Él salía de la ducha con el cabello húmedo y la toalla baja, dejando un rastro de vapor en el pasillo. Llevaba una taza de café negro en la mano y me miraba como si yo fuera su única razón para sonreír.

Sacudí la cabeza con fuerza. No podía permitirme esos recuerdos. No aquí, no ahora.

Mis compañeros fueron amables desde el primer día.

Me explicaron los procedimientos con paciencia y hasta me ofrecieron acompañarme a almorzar. Pero no pude evitar notar que a veces me miraban con curiosidad, sobre todo cuando, a mitad de la jornada, debía salir corriendo al baño para devolver el desayuno.

—¿Estás bien? —me preguntó Sophie, una de las asistentes administrativas, con una sonrisa que no ocultaba la preocupación.

—Sí, solo tengo el estómago sensible… ya sabes, cambio de clima y todo eso —respondí, sonriendo con una naturalidad que estaba lejos de ser real.

Nadie necesitaba saber aun la verdad. Era mía y de mi bebé.

En los ratos libres me ponía a revisar documentos o a organizar papeles que nadie me pedía organizar. Tenía que mantenerme ocupada. Cuando estaba demasiado tranquila, mi mente buscaba grietas por donde colarse… y siempre acababa llevándome de vuelta a él.

En las noches, de regreso a casa de mi padre, intentaba distraerme con las conversaciones de mis hermanos.

Jacob hablaba de casos de la Interpol (los que podía contar), los gemelos discutían sobre fútbol como si el resultado de un partido fuera a decidir el destino de la humanidad, y yo sonreía, fingiendo que todo estaba bien.

Pero siempre llegaba ese momento en el que la casa se quedaba en silencio.

Ese momento en el que me encerraba en mi habitación, me sentaba en la cama y, sin pensarlo, mis manos se deslizaban hacia mi vientre todavía invisible, acariciándolo con suavidad.

Cerraba los ojos y me preguntaba cómo sería si él estuviera aquí. Si quisiera poner su mano sobre mi piel para sentir a nuestro hijo, si se quedaría dormido conmigo después de pasar horas hablando de nombres, de cómo sería su risa, su llanto, sus primeros pasos… Pero no.

Él estaba demasiado ocupado comprometiéndose con otra mujer.

Demasiado ocupado construyendo una vida donde yo no existía.

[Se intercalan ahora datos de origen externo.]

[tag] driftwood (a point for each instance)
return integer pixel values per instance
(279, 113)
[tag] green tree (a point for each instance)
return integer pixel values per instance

Me obligué a recordar, el porqué había tomado esta decisión.

Me obligué a repetir mentalmente que no podía darle a mi hijo un padre que solo lo reconociera en las sombras, que lo negara para no arruinar su imagen perfecta.

Aun así… dolía.

Dolía cada vez que respiraba.

Dolía cada vez que me despertaba y, por una fracción de segundo, creía que todavía estaba en su cama.

Esa noche me dormí con una mano sobre el vientre y la otra apretando la almohada, como si así pudiera sostener los pedazos que quedaban de mí.